The pressed potatoes.

In addition to the appetizers, there’s a featured soup—roasted honeynut squash on one visit, lobster bisque on another—and a variety of entrees with something for everyone, including a vegetarian offering and a rotating pasta dish that can be
ordered as a starter or main.

One of our favorite dishes in January was the vegetarian mushroom pie, packed with parsnips, carrots, and fennel, all swimming in mushroom gravy, nestled inside a crumbly quiche-like crust, and crowned with a decadent potato purée. We also enjoyed a piece of local rockfish. It was served seared and sitting on a bed of pearl couscous studded with olives, capers, artichokes, and sundried tomatoes—the tapenade mix added tons of texture and complexity.

And if it’s on the menu, even if it sounds ordinary, don’t miss the chicken and rice. There’s a reason this is one of the world’s greatest culinary combinations, especially at Ash. Here, a quarter chicken breast is pan-roasted and beautifully crisped, then drizzled with a rich chicken jus that takes three days to prepare. It’s served with sautéed spinach and a fluffy and flavorful pilaf that soaks up the sauce. It’s comfort food that still feels elegant to eat.

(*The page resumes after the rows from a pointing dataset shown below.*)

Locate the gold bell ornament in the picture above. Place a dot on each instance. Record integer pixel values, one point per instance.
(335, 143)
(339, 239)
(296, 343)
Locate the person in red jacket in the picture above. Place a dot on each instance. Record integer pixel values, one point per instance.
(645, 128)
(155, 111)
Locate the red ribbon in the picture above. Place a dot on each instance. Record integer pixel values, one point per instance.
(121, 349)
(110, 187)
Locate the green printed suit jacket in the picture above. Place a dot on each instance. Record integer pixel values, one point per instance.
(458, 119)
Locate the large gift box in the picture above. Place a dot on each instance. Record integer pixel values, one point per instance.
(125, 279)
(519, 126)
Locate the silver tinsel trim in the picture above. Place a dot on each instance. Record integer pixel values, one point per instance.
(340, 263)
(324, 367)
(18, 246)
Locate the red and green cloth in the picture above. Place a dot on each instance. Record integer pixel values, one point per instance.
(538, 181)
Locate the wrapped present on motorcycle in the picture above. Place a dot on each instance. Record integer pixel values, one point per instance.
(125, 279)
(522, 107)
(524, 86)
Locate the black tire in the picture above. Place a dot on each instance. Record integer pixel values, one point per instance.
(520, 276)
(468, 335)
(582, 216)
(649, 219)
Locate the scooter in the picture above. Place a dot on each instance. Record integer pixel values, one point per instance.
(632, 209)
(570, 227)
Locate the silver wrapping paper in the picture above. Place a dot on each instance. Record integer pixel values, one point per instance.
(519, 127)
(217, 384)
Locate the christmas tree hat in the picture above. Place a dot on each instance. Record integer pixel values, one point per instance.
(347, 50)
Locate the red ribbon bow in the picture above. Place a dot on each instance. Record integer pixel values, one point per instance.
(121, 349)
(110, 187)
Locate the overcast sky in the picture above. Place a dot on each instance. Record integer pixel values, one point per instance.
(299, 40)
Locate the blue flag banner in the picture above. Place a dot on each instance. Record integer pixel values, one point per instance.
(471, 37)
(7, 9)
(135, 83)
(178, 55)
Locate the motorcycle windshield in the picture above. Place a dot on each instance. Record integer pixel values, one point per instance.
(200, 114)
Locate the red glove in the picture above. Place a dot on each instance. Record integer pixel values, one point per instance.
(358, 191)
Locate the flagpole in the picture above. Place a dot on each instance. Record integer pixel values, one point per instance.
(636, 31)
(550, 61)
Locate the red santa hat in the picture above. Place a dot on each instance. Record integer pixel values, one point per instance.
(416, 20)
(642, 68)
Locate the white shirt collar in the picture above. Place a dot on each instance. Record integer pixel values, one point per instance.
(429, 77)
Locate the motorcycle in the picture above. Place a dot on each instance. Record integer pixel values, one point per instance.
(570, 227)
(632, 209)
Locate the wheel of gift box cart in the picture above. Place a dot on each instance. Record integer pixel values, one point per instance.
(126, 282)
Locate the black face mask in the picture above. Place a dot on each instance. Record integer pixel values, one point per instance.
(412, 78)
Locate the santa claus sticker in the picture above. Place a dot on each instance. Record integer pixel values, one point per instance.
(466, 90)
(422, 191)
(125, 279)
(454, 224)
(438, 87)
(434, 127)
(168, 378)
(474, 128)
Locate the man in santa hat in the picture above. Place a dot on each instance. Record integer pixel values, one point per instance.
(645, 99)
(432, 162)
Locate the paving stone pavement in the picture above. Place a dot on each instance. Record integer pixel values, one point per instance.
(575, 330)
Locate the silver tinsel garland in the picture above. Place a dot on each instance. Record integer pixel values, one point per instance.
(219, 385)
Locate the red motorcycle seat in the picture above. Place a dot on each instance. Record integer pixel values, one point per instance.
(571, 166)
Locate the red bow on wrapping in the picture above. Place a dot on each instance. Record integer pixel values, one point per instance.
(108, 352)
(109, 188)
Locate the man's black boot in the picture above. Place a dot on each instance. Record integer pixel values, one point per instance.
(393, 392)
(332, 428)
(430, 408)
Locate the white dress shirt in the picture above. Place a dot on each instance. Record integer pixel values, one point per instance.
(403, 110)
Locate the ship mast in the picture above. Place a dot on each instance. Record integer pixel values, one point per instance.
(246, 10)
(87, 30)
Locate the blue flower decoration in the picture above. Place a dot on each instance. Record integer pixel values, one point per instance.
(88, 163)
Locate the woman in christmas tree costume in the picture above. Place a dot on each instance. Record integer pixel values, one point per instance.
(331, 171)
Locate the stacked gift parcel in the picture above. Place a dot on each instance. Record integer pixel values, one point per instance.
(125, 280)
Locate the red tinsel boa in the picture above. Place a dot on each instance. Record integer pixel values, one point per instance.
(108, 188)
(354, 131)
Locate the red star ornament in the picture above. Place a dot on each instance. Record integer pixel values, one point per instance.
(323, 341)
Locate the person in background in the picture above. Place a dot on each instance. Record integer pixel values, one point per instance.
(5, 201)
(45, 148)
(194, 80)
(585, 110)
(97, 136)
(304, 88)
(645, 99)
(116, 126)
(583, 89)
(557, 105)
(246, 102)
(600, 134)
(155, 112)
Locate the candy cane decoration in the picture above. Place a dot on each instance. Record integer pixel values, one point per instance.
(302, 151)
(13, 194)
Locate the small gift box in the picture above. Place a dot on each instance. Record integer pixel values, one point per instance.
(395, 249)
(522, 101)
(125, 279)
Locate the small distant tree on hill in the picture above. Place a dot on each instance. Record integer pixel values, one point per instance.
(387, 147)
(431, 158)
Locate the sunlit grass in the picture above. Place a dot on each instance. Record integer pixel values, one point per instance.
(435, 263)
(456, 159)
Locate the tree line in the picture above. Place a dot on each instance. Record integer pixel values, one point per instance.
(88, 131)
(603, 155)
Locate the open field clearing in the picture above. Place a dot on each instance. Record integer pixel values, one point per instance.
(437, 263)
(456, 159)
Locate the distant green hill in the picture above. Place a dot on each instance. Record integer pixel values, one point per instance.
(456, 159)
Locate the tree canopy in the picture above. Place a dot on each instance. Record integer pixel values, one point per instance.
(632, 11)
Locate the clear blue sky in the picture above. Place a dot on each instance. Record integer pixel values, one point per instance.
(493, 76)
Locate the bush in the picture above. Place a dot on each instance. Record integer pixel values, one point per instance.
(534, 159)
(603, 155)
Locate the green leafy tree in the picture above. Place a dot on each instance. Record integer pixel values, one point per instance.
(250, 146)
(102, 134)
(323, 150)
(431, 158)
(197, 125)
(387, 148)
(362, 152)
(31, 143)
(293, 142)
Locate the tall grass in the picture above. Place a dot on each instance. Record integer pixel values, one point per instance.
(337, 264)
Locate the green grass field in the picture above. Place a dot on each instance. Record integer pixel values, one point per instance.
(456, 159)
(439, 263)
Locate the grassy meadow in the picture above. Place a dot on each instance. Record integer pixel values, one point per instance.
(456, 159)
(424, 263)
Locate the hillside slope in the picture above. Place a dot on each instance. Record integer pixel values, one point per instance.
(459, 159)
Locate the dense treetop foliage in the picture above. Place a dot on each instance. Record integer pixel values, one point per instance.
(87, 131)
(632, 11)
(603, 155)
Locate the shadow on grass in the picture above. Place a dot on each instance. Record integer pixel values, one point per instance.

On each visit, there were a few missteps in service: a slow table clearing here, a late entree there. But ultimately none of that matters much once you’ve entered a suspended state inside this extravagant Xanadu.

Ash Bar’s food more than meets the mood. While the lighting might be dim, the restaurant is a bright light—and a welcome addition to Charm City’s creative culinary scene.


ASH BAR 2 E. Read St. HOURS: Sun.-Sat. 7 a.m. -10 p.m. PRICES: Appetizers: $7-26; entrees: $24- 38; dessert: $6-13. AMBIANCE: Whimsical.